You'll note that at no point is Smarty really involved. ;)
This solution is highly impractical for anything more than a trivial number of sites to be polled asynchronously. If you need rows for dozens or hundreds of sites, that means each client is going to need to make dozens or hundreds of requests to your site for every single normal pageview. This is going to slaughter your server if more than one or two people load the page at once.
Can you tell us more about what you're doing, and what you're trying to accomplish? There are lots of ways to mitigate this problem, but they all depend on what you're doing.
Update for your question edit.
First, please consider using an actual HTML parser instead of regular expressions. The DOM is very powerful and you can target specific elements using XPath.
Instead of doing that, I just want to get the first array that is returned with individual information and add the values into a table row on the fly.
So, here's the ultimate problem. You want to do something asynchronously. PHP does not have a built-in generalized way to perform asynchronous tasks. There are a few ways to deal with this problem.
The first is as I've described above. Instead of doing any of the curl requests on page load, you farm the work out to the end user, and have the end user's browser make requests to your scraping script one by one, filling in the results.
The second is to use an asynchronous work queue, like Gearman. It has excellent PHP support via a PECL extension. You'd write one or more workers that can accept requests, and keep a pool of them running at all times. The larger the pool, the more things you can do at once. Once all of the data has returned, you can throw the complete set of data at your template engine, and call it good.
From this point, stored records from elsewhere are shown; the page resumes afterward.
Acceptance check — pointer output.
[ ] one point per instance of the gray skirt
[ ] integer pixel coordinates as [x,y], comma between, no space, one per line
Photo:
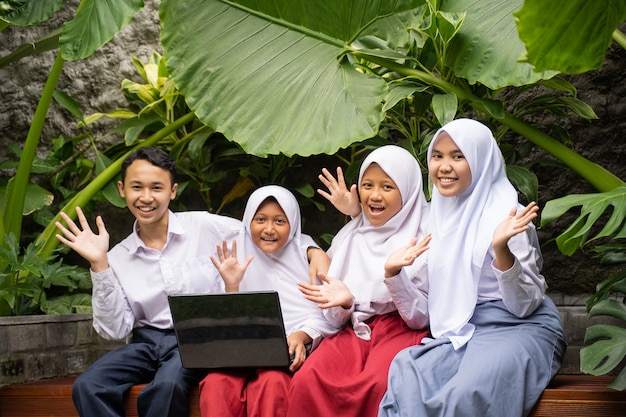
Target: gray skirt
[500,372]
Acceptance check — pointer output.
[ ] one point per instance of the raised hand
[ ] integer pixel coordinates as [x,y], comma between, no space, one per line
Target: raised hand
[93,247]
[332,293]
[405,256]
[319,262]
[514,224]
[229,267]
[344,200]
[296,342]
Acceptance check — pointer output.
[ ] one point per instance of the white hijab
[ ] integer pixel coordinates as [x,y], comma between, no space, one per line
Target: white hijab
[462,229]
[359,250]
[283,269]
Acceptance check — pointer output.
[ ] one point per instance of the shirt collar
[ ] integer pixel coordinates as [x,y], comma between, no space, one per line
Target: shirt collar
[174,227]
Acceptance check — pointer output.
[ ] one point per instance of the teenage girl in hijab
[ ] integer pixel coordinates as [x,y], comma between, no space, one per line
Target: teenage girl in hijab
[275,253]
[347,374]
[496,339]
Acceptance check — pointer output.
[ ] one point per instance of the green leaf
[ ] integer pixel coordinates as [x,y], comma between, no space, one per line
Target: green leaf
[593,206]
[35,198]
[67,304]
[35,12]
[487,47]
[608,350]
[95,23]
[568,36]
[525,181]
[611,308]
[273,79]
[68,103]
[445,107]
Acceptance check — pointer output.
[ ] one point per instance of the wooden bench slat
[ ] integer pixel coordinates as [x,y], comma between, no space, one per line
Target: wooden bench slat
[567,395]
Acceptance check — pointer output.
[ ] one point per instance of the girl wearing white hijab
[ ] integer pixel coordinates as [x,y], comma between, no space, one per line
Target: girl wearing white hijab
[347,374]
[497,341]
[276,259]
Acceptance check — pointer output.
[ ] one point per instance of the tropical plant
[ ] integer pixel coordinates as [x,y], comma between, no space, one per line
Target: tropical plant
[27,278]
[312,66]
[541,27]
[328,77]
[94,24]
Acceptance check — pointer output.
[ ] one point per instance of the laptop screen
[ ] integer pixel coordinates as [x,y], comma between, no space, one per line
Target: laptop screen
[230,330]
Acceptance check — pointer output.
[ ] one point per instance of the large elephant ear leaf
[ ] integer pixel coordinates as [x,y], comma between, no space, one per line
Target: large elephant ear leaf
[95,23]
[487,47]
[593,206]
[570,36]
[30,12]
[271,74]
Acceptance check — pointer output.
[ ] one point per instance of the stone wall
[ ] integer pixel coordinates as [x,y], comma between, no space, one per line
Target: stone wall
[39,347]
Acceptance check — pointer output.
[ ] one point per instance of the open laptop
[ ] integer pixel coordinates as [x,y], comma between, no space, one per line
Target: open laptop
[230,330]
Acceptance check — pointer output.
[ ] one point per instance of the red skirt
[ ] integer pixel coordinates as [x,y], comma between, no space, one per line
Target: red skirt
[347,376]
[245,393]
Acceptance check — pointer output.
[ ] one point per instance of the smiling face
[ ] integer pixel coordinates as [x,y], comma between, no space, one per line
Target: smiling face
[448,168]
[270,227]
[148,190]
[379,195]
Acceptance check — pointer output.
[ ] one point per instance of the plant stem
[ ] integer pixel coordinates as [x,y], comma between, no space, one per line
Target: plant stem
[16,191]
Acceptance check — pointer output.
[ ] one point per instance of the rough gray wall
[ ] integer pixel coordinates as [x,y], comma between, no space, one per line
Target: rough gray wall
[94,82]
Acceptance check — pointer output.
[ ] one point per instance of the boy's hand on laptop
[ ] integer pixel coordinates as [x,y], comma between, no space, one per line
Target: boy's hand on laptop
[297,349]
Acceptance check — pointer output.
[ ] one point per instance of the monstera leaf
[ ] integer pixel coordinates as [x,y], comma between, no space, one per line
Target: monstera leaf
[608,344]
[593,206]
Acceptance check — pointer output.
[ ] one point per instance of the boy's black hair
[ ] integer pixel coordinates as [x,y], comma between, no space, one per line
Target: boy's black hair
[155,156]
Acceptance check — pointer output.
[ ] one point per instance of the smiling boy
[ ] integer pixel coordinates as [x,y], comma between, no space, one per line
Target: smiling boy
[166,253]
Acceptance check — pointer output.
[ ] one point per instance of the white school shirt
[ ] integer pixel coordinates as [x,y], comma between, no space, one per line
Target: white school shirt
[521,287]
[133,290]
[282,270]
[359,250]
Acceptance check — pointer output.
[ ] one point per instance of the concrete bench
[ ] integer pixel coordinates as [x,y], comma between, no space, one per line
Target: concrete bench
[567,395]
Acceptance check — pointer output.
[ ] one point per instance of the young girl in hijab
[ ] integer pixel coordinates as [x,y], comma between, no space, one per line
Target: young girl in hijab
[276,259]
[347,375]
[497,340]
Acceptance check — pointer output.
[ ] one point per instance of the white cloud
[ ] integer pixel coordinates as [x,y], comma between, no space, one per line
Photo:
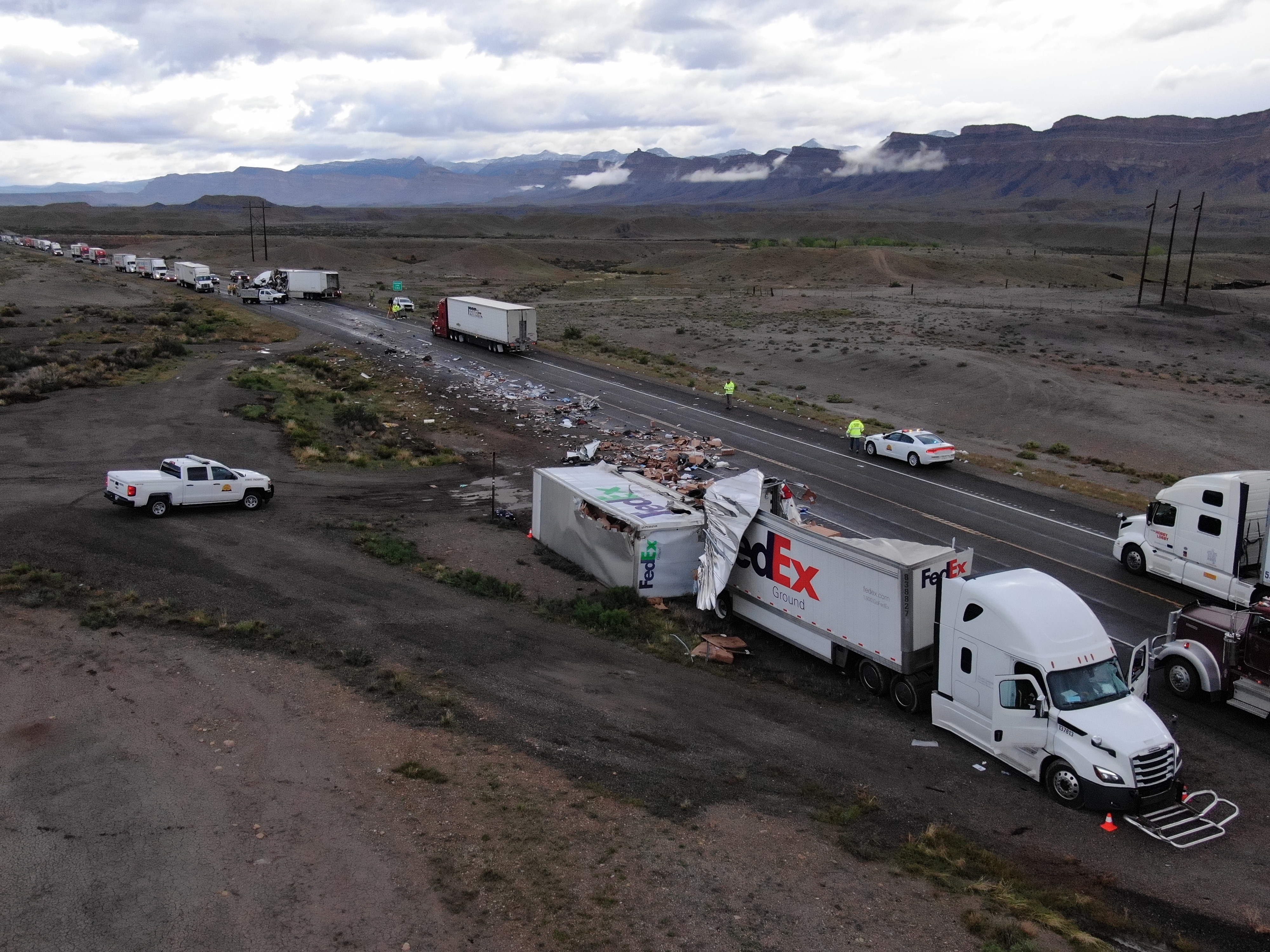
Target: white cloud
[615,176]
[867,162]
[1188,21]
[135,88]
[755,172]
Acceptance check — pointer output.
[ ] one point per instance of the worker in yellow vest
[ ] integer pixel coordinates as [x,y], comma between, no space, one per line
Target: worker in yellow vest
[855,430]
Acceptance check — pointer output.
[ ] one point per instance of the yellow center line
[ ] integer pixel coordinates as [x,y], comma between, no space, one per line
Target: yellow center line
[968,530]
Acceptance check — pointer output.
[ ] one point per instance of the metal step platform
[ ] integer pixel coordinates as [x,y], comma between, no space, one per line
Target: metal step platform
[1201,818]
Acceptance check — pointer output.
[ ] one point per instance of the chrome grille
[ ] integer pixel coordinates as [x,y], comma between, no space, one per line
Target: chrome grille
[1155,767]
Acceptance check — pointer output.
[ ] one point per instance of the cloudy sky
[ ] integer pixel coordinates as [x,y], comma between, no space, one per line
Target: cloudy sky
[128,89]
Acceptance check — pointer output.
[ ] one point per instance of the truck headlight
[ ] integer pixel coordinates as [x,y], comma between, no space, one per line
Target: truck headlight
[1108,776]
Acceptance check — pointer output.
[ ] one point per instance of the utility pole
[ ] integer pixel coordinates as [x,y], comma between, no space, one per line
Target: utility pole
[1169,261]
[1151,225]
[1198,209]
[266,230]
[251,229]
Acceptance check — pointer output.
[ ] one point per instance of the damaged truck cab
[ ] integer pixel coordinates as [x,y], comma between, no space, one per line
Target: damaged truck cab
[1028,673]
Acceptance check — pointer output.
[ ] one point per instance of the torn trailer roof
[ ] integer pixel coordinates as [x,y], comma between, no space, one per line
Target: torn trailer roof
[620,527]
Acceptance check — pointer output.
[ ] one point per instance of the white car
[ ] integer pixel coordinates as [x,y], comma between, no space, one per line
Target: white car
[189,480]
[915,447]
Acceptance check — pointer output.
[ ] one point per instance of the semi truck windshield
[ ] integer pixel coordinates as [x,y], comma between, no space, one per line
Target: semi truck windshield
[1085,687]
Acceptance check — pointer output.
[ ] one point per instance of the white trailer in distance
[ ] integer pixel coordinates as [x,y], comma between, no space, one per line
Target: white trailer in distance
[311,284]
[191,275]
[497,326]
[156,268]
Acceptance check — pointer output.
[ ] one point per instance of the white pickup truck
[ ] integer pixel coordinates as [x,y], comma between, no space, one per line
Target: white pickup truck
[187,480]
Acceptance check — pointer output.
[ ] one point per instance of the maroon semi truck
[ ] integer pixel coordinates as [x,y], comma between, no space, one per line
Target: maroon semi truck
[1221,654]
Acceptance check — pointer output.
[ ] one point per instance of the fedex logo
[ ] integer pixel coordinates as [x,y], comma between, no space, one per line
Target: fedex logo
[648,562]
[772,562]
[953,571]
[646,508]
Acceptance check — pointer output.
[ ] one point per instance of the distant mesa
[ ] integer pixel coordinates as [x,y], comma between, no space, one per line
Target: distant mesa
[236,204]
[1080,162]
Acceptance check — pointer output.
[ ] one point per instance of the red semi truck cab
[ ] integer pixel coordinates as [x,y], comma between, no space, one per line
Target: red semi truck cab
[441,323]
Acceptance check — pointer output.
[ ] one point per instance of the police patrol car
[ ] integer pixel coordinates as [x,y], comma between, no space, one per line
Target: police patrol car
[915,447]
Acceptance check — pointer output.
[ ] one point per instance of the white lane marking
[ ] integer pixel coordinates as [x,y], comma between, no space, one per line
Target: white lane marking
[835,453]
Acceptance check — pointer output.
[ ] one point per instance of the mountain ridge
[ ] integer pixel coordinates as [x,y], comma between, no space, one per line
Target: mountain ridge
[1117,161]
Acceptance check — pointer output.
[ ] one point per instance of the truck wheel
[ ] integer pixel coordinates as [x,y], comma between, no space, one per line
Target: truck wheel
[909,697]
[1182,678]
[874,677]
[1133,560]
[1065,785]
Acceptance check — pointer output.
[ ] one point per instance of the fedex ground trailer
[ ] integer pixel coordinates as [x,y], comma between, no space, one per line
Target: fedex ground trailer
[866,601]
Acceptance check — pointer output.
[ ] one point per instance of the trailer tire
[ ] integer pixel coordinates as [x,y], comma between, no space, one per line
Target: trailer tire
[910,697]
[1182,678]
[1133,560]
[874,678]
[1064,784]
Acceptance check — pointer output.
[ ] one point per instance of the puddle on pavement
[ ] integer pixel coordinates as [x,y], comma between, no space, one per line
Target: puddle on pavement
[506,496]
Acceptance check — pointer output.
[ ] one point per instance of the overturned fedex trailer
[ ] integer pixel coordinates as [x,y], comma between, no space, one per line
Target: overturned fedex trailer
[623,529]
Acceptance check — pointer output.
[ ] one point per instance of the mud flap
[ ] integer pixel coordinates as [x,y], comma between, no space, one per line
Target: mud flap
[1201,818]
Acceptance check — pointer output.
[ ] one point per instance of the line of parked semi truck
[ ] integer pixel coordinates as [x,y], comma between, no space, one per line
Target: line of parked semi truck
[274,286]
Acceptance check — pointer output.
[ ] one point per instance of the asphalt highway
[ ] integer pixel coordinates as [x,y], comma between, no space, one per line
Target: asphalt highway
[1008,527]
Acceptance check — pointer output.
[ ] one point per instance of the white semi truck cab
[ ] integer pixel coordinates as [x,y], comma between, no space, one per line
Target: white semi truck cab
[1028,673]
[1207,534]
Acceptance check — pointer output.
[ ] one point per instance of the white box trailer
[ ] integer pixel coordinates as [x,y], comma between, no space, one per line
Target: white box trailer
[497,324]
[620,527]
[311,284]
[191,275]
[154,268]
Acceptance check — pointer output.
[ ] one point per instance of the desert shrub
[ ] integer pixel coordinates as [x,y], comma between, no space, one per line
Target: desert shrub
[393,550]
[356,416]
[415,771]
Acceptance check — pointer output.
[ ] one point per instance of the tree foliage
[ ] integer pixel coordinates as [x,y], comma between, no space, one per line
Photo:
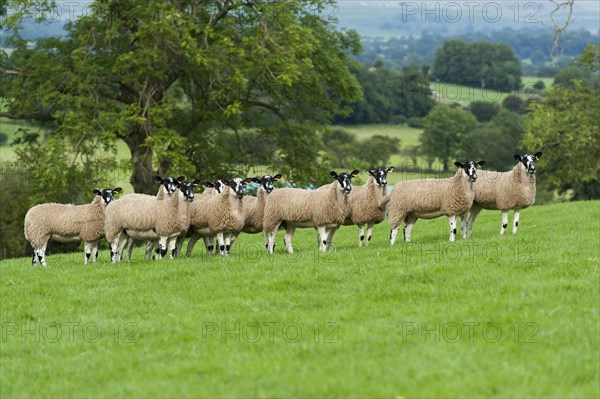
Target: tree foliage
[445,130]
[478,64]
[389,95]
[174,79]
[566,127]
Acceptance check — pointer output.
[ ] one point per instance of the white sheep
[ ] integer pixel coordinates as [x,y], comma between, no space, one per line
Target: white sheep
[68,223]
[196,233]
[432,198]
[167,187]
[367,204]
[324,209]
[220,215]
[148,220]
[254,207]
[504,191]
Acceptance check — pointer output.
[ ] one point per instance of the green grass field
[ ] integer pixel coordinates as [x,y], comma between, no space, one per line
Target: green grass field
[492,316]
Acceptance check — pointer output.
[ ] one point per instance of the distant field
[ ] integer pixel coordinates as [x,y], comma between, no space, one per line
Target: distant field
[492,316]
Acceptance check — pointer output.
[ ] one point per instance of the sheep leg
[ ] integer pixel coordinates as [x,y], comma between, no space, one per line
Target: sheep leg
[369,232]
[471,220]
[287,239]
[172,242]
[40,253]
[409,224]
[129,248]
[228,243]
[516,220]
[452,222]
[161,250]
[323,236]
[149,247]
[233,238]
[271,241]
[394,233]
[330,235]
[192,243]
[94,251]
[221,240]
[361,234]
[504,222]
[120,244]
[180,240]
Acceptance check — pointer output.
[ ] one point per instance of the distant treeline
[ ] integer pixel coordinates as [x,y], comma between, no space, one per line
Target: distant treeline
[531,45]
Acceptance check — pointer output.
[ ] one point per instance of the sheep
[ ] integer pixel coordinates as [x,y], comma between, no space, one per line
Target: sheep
[195,234]
[432,198]
[324,209]
[148,220]
[254,207]
[367,204]
[504,191]
[167,187]
[220,215]
[68,223]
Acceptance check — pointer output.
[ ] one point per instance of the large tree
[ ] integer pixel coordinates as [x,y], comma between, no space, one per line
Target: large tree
[479,64]
[173,78]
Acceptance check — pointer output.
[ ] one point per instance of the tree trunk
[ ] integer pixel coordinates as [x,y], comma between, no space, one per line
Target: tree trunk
[142,178]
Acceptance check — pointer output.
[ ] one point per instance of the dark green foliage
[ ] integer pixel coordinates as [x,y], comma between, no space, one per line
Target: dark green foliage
[343,149]
[515,104]
[530,43]
[415,121]
[566,127]
[478,64]
[389,96]
[192,89]
[14,202]
[483,110]
[539,85]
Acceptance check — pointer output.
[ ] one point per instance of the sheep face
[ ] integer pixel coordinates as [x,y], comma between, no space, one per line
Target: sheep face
[380,175]
[108,194]
[171,184]
[236,186]
[344,180]
[187,189]
[267,182]
[469,169]
[528,161]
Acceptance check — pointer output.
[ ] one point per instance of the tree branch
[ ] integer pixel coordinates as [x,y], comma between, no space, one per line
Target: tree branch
[37,117]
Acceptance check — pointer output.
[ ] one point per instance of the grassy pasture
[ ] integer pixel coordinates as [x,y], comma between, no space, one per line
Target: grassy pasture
[510,316]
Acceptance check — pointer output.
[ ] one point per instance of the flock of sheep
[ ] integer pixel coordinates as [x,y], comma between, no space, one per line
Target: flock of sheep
[222,210]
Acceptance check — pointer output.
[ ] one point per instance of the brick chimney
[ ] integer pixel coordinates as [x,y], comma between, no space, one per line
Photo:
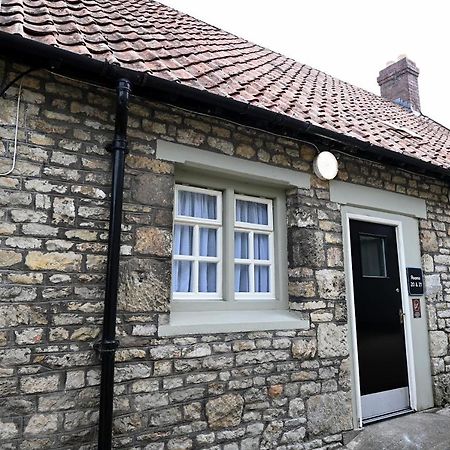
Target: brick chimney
[398,83]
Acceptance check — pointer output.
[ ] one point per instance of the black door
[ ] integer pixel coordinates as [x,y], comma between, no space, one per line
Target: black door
[378,307]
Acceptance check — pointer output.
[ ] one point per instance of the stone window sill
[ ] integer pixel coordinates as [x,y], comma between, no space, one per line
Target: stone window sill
[210,322]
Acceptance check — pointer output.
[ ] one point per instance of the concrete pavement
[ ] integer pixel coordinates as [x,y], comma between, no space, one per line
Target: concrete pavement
[427,430]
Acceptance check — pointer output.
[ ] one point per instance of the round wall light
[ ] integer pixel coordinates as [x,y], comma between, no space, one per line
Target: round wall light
[325,166]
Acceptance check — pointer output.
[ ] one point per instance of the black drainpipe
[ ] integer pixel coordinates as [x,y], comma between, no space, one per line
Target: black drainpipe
[108,344]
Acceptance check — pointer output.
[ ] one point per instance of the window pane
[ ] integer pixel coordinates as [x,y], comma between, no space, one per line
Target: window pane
[241,245]
[261,246]
[182,240]
[207,275]
[241,278]
[182,276]
[372,256]
[251,212]
[195,204]
[207,243]
[262,279]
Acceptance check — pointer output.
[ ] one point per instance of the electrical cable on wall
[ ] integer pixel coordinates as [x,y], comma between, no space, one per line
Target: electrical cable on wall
[16,132]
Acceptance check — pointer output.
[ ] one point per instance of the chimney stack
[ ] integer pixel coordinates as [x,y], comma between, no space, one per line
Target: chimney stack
[399,83]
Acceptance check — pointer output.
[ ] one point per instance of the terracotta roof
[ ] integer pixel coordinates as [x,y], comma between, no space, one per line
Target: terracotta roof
[146,36]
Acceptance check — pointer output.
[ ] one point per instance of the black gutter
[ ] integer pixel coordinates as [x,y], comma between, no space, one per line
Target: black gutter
[197,100]
[108,344]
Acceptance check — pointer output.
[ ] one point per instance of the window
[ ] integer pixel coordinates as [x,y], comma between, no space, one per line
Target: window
[229,245]
[197,243]
[197,267]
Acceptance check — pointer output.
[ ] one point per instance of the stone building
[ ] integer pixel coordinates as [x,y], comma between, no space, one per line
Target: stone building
[260,306]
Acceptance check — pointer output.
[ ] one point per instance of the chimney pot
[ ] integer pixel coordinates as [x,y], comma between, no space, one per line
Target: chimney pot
[399,83]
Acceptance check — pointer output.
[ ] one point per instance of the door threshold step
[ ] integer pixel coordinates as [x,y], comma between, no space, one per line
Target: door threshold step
[402,412]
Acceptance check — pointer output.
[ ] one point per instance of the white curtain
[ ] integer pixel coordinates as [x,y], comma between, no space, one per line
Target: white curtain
[193,204]
[251,212]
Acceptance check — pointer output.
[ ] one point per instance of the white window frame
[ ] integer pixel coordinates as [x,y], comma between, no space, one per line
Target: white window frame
[197,223]
[233,189]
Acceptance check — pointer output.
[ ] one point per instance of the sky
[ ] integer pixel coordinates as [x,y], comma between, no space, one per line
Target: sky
[348,39]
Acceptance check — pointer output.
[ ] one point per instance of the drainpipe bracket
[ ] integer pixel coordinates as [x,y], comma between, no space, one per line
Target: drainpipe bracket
[102,347]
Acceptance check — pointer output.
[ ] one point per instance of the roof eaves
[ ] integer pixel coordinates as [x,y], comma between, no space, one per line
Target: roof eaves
[86,68]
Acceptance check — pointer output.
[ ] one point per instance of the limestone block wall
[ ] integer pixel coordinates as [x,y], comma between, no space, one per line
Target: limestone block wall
[277,389]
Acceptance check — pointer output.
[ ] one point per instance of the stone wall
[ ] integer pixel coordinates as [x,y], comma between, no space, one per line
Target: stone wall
[278,389]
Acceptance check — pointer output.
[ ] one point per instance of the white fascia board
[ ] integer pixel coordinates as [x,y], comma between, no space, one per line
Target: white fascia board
[357,195]
[230,165]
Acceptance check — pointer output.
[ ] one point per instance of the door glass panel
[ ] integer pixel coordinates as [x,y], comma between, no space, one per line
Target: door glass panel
[373,259]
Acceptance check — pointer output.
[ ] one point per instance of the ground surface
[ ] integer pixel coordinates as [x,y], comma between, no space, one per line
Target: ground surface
[428,430]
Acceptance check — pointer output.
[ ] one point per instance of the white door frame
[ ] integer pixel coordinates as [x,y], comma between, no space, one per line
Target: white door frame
[356,394]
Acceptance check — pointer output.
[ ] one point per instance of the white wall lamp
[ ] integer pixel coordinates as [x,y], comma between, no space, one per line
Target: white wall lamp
[325,166]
You can even combine the two, having the user make only one or two or three extra requests via ajax to fetch part of the returned data. Heck, you can even kick off the jobs in the background and return the page immediately, then request the results of the background jobs later via ajax.
Regardless of which way you handle it, you have a giant, huge problem. You're scraping someone's site. You may well be scraping someone's site very often. Not everyone is OK with this. You should seriously consider caching results aggressively, or even checking with each of the vendors to see if they have an API or data export that you can query against instead.